現在パナマにあるスミソニアン熱帯研究所に勤めているカーター博士は、吸血蝙蝠のこの不思議な行動の研究をメリーランド大学のジェラルド・ウィルキンソン研究室で大学院生をしていた時に始めた。ウィルキンソンは1984年に、吸血コウモリは血縁関係にない仲間に対しても、吐き戻した血液を分け与えているかもしれないと初めて報告している。当時、一部の科学者はこの共有行為は利他主義の一例になるかもしれないと考え、一方で他の科学者は空腹のコウモリが彼らに食事を与えるよう隣人を悩ませているのかもしれないと考えた。
2年後、カーターとウィルキンソン教授は隣人を悩ませるというような迷惑な理論を除外した。彼らは、血液を分け与える側のコウモリが、まず先に空腹のコウモリへと近づいていくようだと報告した。そして彼らは現在、吸血コウモリのこの寛大な行為が彼らの社会的ネットワークを広げ、彼らが助けが必要な時に餌を獲得できることを保証しているのではないか、という考えの証拠を集めている。

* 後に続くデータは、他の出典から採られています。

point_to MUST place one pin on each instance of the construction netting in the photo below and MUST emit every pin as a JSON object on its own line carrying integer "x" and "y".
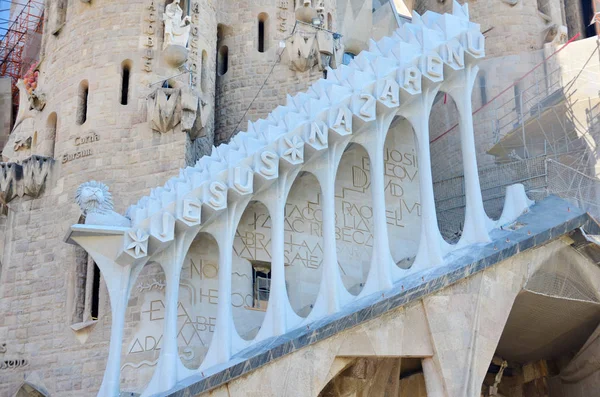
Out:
{"x": 540, "y": 128}
{"x": 450, "y": 193}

カーターとウィルキンソン教授は、3つの動物園から提供された吸血コウモリのコロニーを用いて研究している。2010年から2014年にかけて、コウモリの餌の共有行為が記録された。誰が誰に餌を分け与え、血縁関係があるのかどうか、といったこともだ。科学者たちは雌のコウモリの食事を妨げるという一連の試験を実施した。雌が本当に空腹になるようにだ。その結果、彼女に対して過去に餌を提供した、近親者を含むコウモリが存在しない、もしくは同じく飢えている場合であっても、コウモリたちはもし餌があればその雌に分け与えたのであった。
以前に血縁関係のないコウモリにも餌を分け与えたことがあるコウモリは、より多くの餌を仲間に共有し、また彼らが餌が必要な時により多く受け取れることが、英国王立協会紀要のレポートで判明した。

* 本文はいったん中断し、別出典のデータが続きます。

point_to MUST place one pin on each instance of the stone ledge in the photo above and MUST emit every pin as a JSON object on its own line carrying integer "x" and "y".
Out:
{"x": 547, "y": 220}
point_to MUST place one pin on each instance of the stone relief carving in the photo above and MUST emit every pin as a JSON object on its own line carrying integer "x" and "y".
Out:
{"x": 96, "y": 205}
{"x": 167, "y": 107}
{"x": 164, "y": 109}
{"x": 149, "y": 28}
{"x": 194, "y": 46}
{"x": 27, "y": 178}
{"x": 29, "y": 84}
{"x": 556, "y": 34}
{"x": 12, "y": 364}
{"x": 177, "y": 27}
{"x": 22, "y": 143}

「より多くの餌を仲間に共有する寛大なコウモリは、彼らが餌をとるのに失敗したときに、他のコウモリからより多くの餌の共有を受けるのです。コウモリたちは彼らの社会的ネットワークのサポートを信頼しており、それは人間の友情関係にいくらか似ています。」とカーター氏は彼のウェブサイトで説明している。

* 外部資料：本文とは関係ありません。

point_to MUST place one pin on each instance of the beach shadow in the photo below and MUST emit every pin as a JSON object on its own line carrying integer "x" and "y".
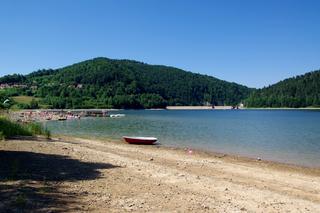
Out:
{"x": 30, "y": 182}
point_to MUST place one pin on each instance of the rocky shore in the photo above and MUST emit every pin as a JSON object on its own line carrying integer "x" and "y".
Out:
{"x": 78, "y": 175}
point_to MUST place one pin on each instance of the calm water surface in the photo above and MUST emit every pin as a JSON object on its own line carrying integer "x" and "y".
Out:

利他的な行為というのは、私欲のないものが他社の利益のために行うものである。吸血コウモリは、より広い社会的ネットワークが、将来どこかのタイミングで彼らの役に立つかもしれないという知識をお互いにシェアするだろうか?コウモリたちのこの行為の動機付けを知ることは困難である。しかし我々人間にとっての教訓がここにあるように思える。友人を助けることはスマートな行いであるということだ。